Dubbi, paure, rabbia. I miei sentimenti giocavano con la mia coscienza come se fossi stata una bambola di pezza scucita e gettata in un cassonetto. Un senso di umiliazione mi percuoteva da capo a piedi. Avevo una gran voglia di urlare, di piangere, di sfogarmi. Non pensare a niente per almeno un paio d'ore, spegnere tutto, il nulla più totale. Il dolore mi assaliva violentemente e spudoratamente.
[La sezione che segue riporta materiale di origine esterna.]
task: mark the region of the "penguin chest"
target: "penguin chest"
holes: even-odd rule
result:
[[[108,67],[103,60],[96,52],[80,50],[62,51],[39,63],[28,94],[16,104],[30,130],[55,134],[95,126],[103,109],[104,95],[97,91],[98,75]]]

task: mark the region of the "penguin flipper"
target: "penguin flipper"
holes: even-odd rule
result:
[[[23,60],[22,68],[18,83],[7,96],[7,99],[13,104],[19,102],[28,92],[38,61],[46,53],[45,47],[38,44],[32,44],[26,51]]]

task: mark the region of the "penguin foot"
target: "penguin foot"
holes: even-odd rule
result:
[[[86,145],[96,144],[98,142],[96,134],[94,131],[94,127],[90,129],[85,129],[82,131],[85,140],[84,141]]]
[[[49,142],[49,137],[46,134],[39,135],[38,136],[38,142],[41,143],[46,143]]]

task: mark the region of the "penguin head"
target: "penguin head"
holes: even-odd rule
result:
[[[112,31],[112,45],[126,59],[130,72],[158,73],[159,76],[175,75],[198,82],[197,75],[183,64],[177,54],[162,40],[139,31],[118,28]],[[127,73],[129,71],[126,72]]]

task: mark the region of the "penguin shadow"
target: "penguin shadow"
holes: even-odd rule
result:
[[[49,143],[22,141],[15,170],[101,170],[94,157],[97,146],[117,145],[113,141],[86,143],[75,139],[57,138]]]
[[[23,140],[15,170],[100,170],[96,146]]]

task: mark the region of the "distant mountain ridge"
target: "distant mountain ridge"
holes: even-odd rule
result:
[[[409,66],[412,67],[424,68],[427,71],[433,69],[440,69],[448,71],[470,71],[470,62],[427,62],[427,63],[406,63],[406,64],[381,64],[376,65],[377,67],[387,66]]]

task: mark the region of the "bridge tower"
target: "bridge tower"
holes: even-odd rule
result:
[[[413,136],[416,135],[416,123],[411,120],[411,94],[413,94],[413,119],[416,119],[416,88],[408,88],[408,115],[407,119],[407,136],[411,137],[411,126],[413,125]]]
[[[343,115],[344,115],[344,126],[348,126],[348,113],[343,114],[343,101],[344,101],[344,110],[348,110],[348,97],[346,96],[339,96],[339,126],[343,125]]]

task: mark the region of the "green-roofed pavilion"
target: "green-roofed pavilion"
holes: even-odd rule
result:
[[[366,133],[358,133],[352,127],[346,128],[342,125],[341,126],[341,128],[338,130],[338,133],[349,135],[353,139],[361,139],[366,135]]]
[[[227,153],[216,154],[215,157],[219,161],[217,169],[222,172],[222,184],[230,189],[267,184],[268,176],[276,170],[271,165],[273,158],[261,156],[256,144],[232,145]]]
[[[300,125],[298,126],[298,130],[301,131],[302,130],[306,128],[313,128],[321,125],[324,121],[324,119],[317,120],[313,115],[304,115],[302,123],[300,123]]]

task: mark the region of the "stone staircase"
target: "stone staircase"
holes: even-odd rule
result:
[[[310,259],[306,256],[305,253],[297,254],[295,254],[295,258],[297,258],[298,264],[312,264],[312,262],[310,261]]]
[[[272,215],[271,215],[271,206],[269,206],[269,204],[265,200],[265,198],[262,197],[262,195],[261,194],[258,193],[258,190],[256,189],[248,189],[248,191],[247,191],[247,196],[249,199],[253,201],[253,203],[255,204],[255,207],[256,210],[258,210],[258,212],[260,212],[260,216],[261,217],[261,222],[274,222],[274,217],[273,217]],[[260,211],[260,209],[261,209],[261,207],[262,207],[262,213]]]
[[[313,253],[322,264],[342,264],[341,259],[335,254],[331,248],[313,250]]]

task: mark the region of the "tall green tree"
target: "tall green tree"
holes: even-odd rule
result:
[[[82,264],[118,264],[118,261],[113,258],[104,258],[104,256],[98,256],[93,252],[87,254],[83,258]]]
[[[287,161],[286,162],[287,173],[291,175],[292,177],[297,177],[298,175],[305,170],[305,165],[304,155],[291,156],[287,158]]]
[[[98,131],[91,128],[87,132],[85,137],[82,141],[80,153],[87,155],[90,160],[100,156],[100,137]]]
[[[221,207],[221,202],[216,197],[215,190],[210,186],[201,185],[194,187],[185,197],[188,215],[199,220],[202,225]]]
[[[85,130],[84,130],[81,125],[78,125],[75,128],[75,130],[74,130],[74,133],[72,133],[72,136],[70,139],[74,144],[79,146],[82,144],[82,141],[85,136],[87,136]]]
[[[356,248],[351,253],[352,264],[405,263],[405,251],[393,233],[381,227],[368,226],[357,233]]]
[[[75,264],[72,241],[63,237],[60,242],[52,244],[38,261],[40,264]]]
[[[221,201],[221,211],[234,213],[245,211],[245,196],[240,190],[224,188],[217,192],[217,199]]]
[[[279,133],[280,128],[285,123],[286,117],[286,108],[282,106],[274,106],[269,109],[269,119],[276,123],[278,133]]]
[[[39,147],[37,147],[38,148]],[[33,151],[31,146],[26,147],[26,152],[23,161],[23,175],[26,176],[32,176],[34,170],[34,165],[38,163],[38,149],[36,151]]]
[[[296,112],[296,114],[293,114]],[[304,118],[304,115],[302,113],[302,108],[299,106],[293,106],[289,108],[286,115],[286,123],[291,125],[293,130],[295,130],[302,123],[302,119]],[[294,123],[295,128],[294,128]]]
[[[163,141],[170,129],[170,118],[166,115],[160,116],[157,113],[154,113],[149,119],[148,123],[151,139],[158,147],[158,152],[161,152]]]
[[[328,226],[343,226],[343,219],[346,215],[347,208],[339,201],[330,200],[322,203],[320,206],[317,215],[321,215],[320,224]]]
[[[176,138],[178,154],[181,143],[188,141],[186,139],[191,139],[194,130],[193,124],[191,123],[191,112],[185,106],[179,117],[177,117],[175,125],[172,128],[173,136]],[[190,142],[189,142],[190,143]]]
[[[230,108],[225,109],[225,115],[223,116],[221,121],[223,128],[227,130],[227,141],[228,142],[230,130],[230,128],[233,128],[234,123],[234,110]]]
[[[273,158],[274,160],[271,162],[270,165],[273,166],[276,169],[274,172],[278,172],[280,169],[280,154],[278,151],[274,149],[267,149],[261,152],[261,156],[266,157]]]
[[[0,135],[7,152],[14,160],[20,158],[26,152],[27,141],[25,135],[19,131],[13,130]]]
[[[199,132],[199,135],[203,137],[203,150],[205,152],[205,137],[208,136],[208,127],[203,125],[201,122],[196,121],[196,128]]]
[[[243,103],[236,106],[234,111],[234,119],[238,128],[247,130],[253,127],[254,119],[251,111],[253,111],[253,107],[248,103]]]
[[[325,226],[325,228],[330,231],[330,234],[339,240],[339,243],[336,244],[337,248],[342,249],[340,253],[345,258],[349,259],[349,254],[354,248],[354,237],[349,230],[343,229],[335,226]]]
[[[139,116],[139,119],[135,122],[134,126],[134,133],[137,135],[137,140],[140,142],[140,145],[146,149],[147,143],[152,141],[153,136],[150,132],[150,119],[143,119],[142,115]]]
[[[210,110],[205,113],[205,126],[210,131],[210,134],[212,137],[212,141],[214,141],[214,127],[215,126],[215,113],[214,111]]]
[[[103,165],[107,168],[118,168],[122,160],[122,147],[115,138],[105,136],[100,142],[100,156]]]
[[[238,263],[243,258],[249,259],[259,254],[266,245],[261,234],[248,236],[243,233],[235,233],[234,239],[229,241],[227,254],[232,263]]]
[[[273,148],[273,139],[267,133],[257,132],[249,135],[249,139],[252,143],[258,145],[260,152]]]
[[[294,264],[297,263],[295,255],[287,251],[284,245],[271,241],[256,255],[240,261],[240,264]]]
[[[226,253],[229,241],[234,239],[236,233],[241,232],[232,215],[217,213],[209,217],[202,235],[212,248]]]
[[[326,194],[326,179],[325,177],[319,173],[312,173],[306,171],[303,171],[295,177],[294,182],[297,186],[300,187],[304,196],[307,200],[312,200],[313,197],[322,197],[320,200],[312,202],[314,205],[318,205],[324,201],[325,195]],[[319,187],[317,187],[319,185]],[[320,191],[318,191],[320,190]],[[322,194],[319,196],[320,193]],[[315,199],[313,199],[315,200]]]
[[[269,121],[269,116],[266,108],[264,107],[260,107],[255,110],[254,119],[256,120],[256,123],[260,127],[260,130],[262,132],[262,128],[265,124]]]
E io non potevo far altro che subire inerme.

Sconsolata.

Priva di ogni energia.

Solamente la lieve pioggerellina che aveva cominciato a cadere sulla città – che ora appariva ai miei occhi come una massa grigia e informe – mi destava da quella terribile sensazione di vuoto con i suoi tocchi gentili e freschi.

Nella mia mente un turbinio di pensieri ruotava intorno ai miei ricordi, e per la prima volta dopo anni ricordai le parole di mio padre che mi disse la notte prima del suo decesso: "Sii forte, Samanta. Sii forte". Quelle parole mi ronzavano della testa simile a un suono tenue, ma ovattato e lontano, come se non ricordassi bene per quale motivo fu spinto a dirmele.

Ma come potevo essere forte? Ero stanca, distrutta, spossata, indignata.

Avevo perso il lavoro che tanto mi era servito per mandare avanti la famiglia. Simbolo, in un qualche modo, della mia tenacia. Della mia voglia di farcela. E ora avevo perso tutto. Mi sentivo ancora più sola di quanto non fossi mai stata.

Forse ora comprendevo lo stato d'animo di impotenza della mamma. Scoprire che tutti i propri tentativi sono stati solamente un abbaglio, un sogno troppo difficile da realizzare. Fumo, solamente fumo e nient'altro.

Camminai per molto tempo osservando qua e là la notte inghiottire i palazzi più alti di Milano, fin quando senza accorgermene, ripercorsi la via del centro città dove troneggiavano i locali notturni più in voga. Una volta ero solita a frequentare quei posti attorniata costantemente da quelli che consideravo miei amici. Adesso erano in chissà quale prestigiosa università straniera a spassarsela, a diventare qualcuno; mentre io non facevo altro che crogiolarmi per le strade senza una meta, ripensando a quanto fosse inutile e patetica la mia esistenza.

D'un tratto mi ritrovai dentro al Metropolitan, seduta ad una delle soffici sedie al bancone. La musica, a quell'ora, rimbombava ancora ad alti volumi, mentre tutt'intorno a me la folla ballava scomposta e senza sosta, disseminata un po' per tutta la sala. Rimasi ad osservare e quasi mi stupii nel notare quanta gente in settimana non rinunciava alla propria serata in discoteca per andare a letto presto. Persone oltretutto di ogni età. A qualche passo da me una ragazza dalla lunga treccia rideva e si baciava con un ragazzo che la stringeva a sé. Poco più in là, un gruppo di ragazzi stavano esibendo il loro fisici da bellocci d'innanzi a delle giovani ed ingenue ragazzine. Potevano avere benissimo l'età di Ginevra. Che schifo!

Sbuffai irritata da quella visione e mi volsi verso il barista, che non smetteva di lanciarmi occhiate di sbieco, attendendo semplicemente che gli ordinassi qualcosa. Gli feci cenno alla lista dei cocktail e ordinai il primo drink che mi capitò sott'occhio.

In meno di quaranta secondi mi ritrovai tra le mani un bicchiere di un intruglio bluastro dal forte aroma di anice. Decisi che quella sera non avrei badato più di tanto alle buone maniere da gentildonna, e tracannai quasi in un sorso tutto il cocktail.

Le luci stroboscopiche proiettavano schizzi di luce colorata in tutto il locale, seguendo il ritmo delle canzoni commerciali e cadenzate, in un insieme che ricordava un dipinto impressionista di Van Gogh: "Cielo stellato". Spirali luminose che erano come onde in continuo movimento. Ombre scure che danzavano con una dinamicità esasperante. Pochi punti fermi.